Cancer patients may be at increased risk of acute kidney injury, but evidence is limited.
We assembled a cohort of incident cancer patients diagnosed within a population-based hospital setting in Northern Denmark (population:~1.2 million) between 1999 and 2006. Patients were followed up to five years for acute kidney injury, identified using creatinine measurements recorded in a laboratory database covering the study area. Acute kidney injury was defined according to recent consensus criteria as a 50% increase in creatinine level. We computed incidence rate, 1-year, and 5-year risks of acute kidney injury, accounting for competing risk from death. Acute kidney injury incidence was compared between cancers using a Cox regression model adjusted for important confounders.

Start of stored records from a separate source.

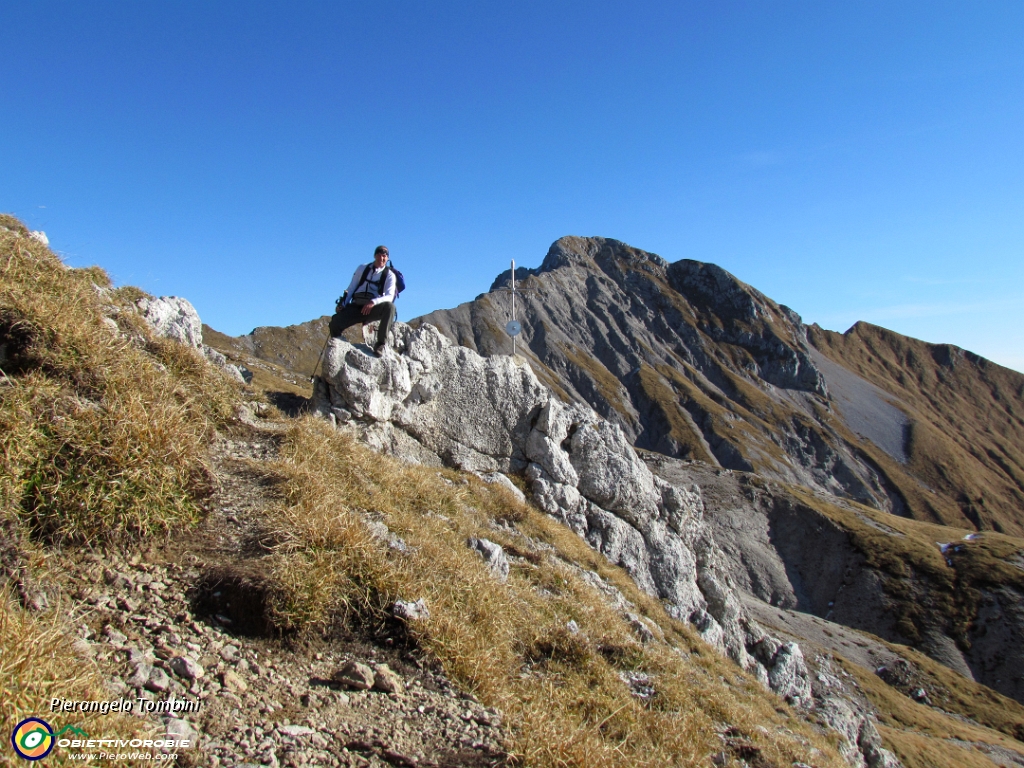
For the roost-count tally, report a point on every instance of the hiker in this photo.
(370, 297)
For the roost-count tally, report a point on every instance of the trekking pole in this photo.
(337, 308)
(312, 376)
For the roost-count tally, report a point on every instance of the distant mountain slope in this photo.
(966, 420)
(696, 365)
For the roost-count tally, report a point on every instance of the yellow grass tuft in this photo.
(562, 690)
(102, 428)
(36, 666)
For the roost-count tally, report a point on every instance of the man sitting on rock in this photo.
(370, 297)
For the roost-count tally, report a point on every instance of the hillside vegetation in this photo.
(105, 433)
(966, 441)
(103, 440)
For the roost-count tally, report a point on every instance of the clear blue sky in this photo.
(854, 161)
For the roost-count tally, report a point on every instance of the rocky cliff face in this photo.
(694, 364)
(432, 401)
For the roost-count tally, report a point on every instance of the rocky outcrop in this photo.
(174, 317)
(686, 358)
(432, 401)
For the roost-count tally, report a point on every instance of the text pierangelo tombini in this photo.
(167, 706)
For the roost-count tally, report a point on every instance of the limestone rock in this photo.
(173, 317)
(432, 398)
(411, 611)
(494, 556)
(355, 676)
(387, 680)
(186, 668)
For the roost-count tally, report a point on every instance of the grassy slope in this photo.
(102, 434)
(103, 440)
(967, 437)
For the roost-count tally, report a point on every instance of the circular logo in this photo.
(33, 738)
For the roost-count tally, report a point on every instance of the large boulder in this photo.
(429, 400)
(173, 317)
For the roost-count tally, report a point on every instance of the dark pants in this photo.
(352, 315)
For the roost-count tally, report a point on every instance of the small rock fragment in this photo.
(186, 667)
(387, 680)
(494, 556)
(354, 675)
(233, 682)
(159, 681)
(411, 611)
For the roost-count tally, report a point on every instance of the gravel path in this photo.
(150, 624)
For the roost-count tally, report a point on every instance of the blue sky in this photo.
(854, 161)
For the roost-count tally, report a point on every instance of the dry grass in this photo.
(102, 428)
(562, 693)
(37, 666)
(967, 436)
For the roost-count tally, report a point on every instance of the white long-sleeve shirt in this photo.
(373, 280)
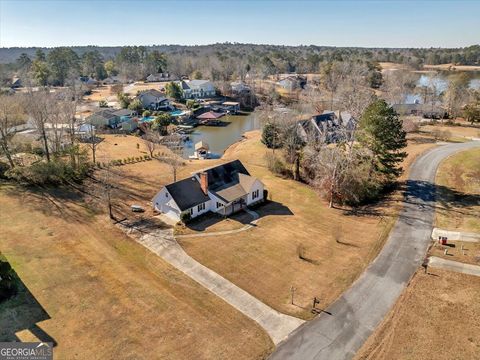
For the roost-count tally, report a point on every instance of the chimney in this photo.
(204, 182)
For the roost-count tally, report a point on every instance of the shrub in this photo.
(442, 135)
(55, 172)
(275, 164)
(8, 286)
(271, 136)
(3, 169)
(185, 217)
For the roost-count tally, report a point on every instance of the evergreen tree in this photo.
(381, 132)
(271, 136)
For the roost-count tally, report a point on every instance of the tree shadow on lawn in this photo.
(423, 194)
(22, 312)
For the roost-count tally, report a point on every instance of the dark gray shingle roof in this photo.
(187, 193)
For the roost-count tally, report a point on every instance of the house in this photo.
(223, 189)
(231, 106)
(154, 100)
(239, 87)
(209, 116)
(16, 83)
(201, 150)
(88, 80)
(111, 80)
(129, 124)
(426, 110)
(329, 127)
(109, 117)
(293, 82)
(192, 89)
(159, 77)
(103, 118)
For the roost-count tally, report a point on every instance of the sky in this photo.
(380, 23)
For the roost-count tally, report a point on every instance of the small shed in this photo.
(201, 150)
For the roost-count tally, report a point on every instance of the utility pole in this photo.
(292, 293)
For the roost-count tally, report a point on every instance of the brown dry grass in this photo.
(264, 260)
(100, 93)
(455, 253)
(458, 178)
(462, 133)
(94, 288)
(437, 317)
(213, 223)
(452, 67)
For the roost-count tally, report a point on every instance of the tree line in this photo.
(216, 61)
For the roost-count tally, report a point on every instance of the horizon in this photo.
(360, 24)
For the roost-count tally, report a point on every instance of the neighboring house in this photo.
(239, 88)
(85, 131)
(103, 118)
(16, 83)
(159, 77)
(192, 89)
(154, 100)
(111, 80)
(201, 150)
(88, 80)
(223, 189)
(129, 124)
(293, 82)
(426, 110)
(231, 106)
(329, 127)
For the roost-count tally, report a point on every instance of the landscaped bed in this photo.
(458, 192)
(437, 317)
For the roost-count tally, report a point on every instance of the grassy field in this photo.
(264, 260)
(458, 192)
(437, 317)
(458, 133)
(470, 253)
(86, 284)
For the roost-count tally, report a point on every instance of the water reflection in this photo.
(220, 138)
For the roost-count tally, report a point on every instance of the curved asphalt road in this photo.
(355, 315)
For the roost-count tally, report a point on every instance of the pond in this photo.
(219, 138)
(441, 80)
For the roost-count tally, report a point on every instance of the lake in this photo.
(219, 138)
(441, 81)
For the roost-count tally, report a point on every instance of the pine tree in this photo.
(381, 131)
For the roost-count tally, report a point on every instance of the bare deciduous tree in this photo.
(39, 105)
(11, 114)
(173, 158)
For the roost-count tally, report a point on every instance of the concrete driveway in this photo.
(356, 314)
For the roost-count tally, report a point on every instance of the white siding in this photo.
(213, 203)
(257, 185)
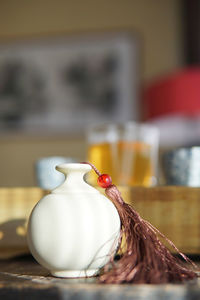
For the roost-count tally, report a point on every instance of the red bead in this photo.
(104, 180)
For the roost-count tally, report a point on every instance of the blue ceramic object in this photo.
(182, 166)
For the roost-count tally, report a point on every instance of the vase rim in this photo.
(73, 167)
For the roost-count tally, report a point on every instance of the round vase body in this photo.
(74, 230)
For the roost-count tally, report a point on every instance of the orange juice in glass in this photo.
(127, 152)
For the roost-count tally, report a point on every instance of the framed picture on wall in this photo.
(64, 84)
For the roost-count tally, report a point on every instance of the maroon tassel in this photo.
(145, 259)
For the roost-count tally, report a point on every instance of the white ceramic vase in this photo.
(73, 230)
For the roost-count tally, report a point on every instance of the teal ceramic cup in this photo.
(182, 166)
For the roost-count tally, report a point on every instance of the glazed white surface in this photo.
(74, 230)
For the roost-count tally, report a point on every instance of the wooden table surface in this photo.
(23, 278)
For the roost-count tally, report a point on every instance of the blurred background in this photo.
(165, 77)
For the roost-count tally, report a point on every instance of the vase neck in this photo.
(74, 180)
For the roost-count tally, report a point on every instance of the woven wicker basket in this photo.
(175, 211)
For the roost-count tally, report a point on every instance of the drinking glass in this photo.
(128, 152)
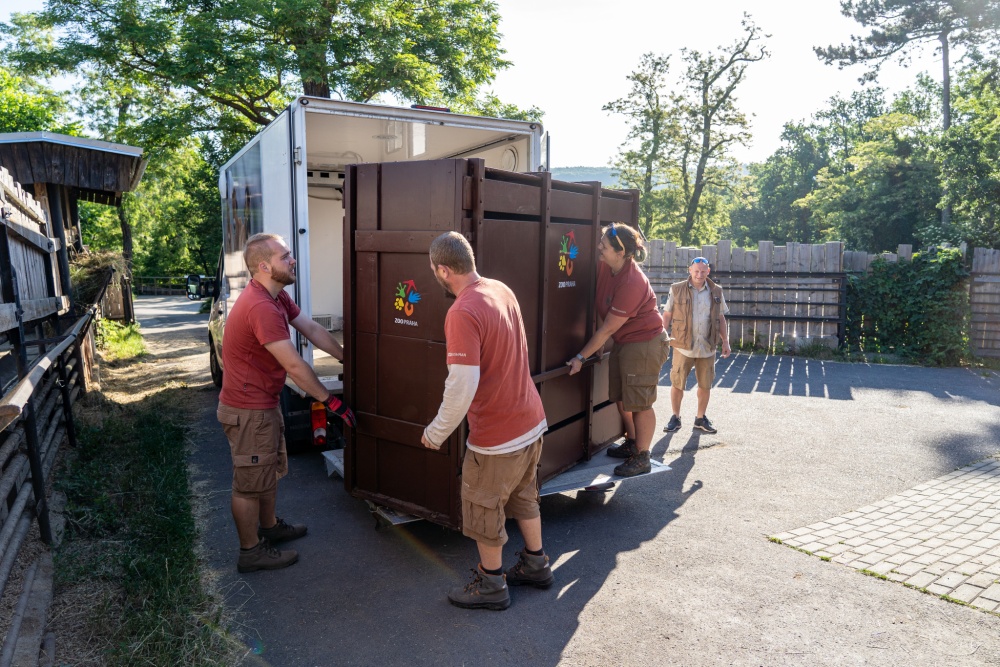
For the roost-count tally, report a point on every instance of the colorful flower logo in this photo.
(406, 296)
(568, 250)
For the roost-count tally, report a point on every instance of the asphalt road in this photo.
(672, 569)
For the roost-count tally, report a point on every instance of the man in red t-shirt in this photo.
(490, 381)
(257, 353)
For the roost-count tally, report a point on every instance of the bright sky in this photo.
(570, 57)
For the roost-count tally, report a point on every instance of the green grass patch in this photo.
(131, 526)
(120, 341)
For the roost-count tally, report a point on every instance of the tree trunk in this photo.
(647, 186)
(699, 176)
(945, 114)
(126, 238)
(311, 44)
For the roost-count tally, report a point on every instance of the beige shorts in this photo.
(257, 444)
(635, 372)
(498, 486)
(704, 371)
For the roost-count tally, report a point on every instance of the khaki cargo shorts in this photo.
(498, 486)
(704, 371)
(257, 444)
(635, 372)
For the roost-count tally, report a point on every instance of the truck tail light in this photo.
(318, 416)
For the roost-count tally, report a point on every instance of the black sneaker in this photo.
(638, 464)
(265, 557)
(624, 450)
(282, 532)
(705, 425)
(485, 591)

Among 37,267 incident cancer patients with a creatinine measurement, 9613 (25.8%) developed acute kidney injury during 77,376 person-years. The incidence was 258 (95%CI: 252–264) per 1000 person-years the first year after cancer diagnosis decreasing to 43 (95%CI: 41–44) thereafter. The 1-year risk was 17.5% (95%CI: 17.1–17.9%), and the 5-year risk was 27.0% (95%CI: 26.5–27.5%). We observed the highest 1-year risk in patients with kidney cancer [44.0% (95%CI: 40.5–47.5)], liver cancer [33.0% (95%CI: 28.2–37.8%)], or multiple myeloma [31.8% (95%CI: 27.3–36.3%)]. Similar results were observed after adjustment for confounders. Both overall and for most specific cancer sites, risks were higher among patients with distant metastases at cancer diagnosis.
Acute kidney injury is a common complication in cancer patients, particularly in patients with kidney cancer, liver cancer, or multiple myeloma.